Cool : Toi-même, n’est-tu pas curieux en ce qui concerne les gens que tu admires ?
RENAUD : Si. Et je sais que ça correspond à un désir du public, d’en savoir plus sur les gens qu’ils aiment, mais moi je ne suis pas un homme publique.
Cool : On dirait que tu as peur du pouvoir que tu peux avoir pour le public ?
RENAUD : Bien sûr, oui. Je ne veux pas que mes chansons soient prises au premier degré, ce qui a été le cas à une époque. Je sais aussi que les chanteurs peuvent parfois avoir autant de presse que les hommes politiques parce qu’ils emploient moins le mensonge. Nous, on a la musique qui aide, qui enjolive les propos, ais les gens n’ont pas besoin d’artistes. Moi, j’ai vraiment l’impression que les gens attendent de moi autant que dans mes chansons, alors je me tue à leur dire que mes chansons sont plus grandes que moi. Les chansons, c’est du travail, c’est du boulot, c’est toutes mes tripes qui sortent, c’est des jours et des heures à chercher le mot juste. Je donne vraiment le meilleur de moi-même dans mes chansons. Je donne tout ce que j’ai.
Le reste, ce sont des propos de bistrot que je tiens, sur la vie, sur la politique, sur la société. Mon discours est complètement banal, je crois.
Cool : Le fait qu’on devienne un chanteur important, écouté, c’est qu’on travaille dix fois plus que les autres, qu’on a plus de charme que les autres, qu’on prend plus de risques ?

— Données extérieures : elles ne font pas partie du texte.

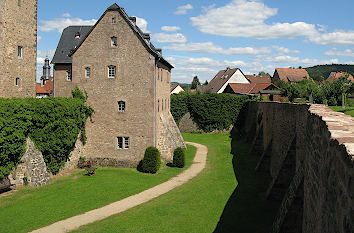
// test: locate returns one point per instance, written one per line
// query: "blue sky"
(200, 37)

RENAUD : La chance m’a sûrement aidé. Je dis souvent que ma main doit être guidée. Je crois au destin et à une inspiration divine, pas religieuse, qui ne fait écrire des choses qui plaisent aux gens, qui me dépassent. Parce que tu sais, dans la vie, je sors au restau, avec les copains, j’ai jamais raison, je m’engueule tout le temps avec mos potes. Je sais pas, j’ai cette qualité, je ne sais pas si c’est un don, pas au sens positif, mais au sens que c’est pas de ma faute de savoir exprimer les choses que les gens ont envie d’entendre et que les gens pensent sans savoir les exprimer. Il paraît que je sais parler de ces choses, soit avec humour, soit avec tendresse ou virulence.
Cool : De la « Pizza du Marais » au Zénith, il s’est passé beaucoup de choses. Quelles sont les différences entres tes rêves de l’époque et ta vie d’aujourd’hui ?
RENAUD : Je m’imaginais un métier en me disant : « le show-business, c’est tous des pourris » et finalement, il y a beaucoup de pourris mais pas plus que dans les autres milieux. Ce qui est sûr, c’est qu’il y a des artistes, des commerçants et quelques-uns qui sont un peu les deux. Ce n’est pas évident de mélanger des gens dont le métier c’est de vendre du disque et d’autres dont c’est avant tout de vouloir vendre, d’écrire, de crier. Il y a les créateurs d’un côté, les marchands de l’autre, mais il y a quand même plus de mecs grands de cœur chez les créateurs.
Cool : Le Zénith, un spectacle sobre ou grande machinerie ?
RENAUD : Le lieu ne se prête pas trop à un spectacle dépouillé. Je vise plutôt d’en foutre plein la vue au public, mais pas avec une machinerie, des confettis, etc. Les gens qui viennent à un spectacle aujourd’hui, qui vont écouter un chanteur, qui payent cher pour voir ça, veulent du show, des lumières, des trucs qui les étonnent et les émerveillent. Je ne vais pas tomber dans la folie pure, de prendre un metteur en scène comme Higelin avec des décors qui bougent, mais je vais faire un petit effort pour qu’il se passe quelque chose de vivant sur scène et que les gens se disent : « On a payé (…) ».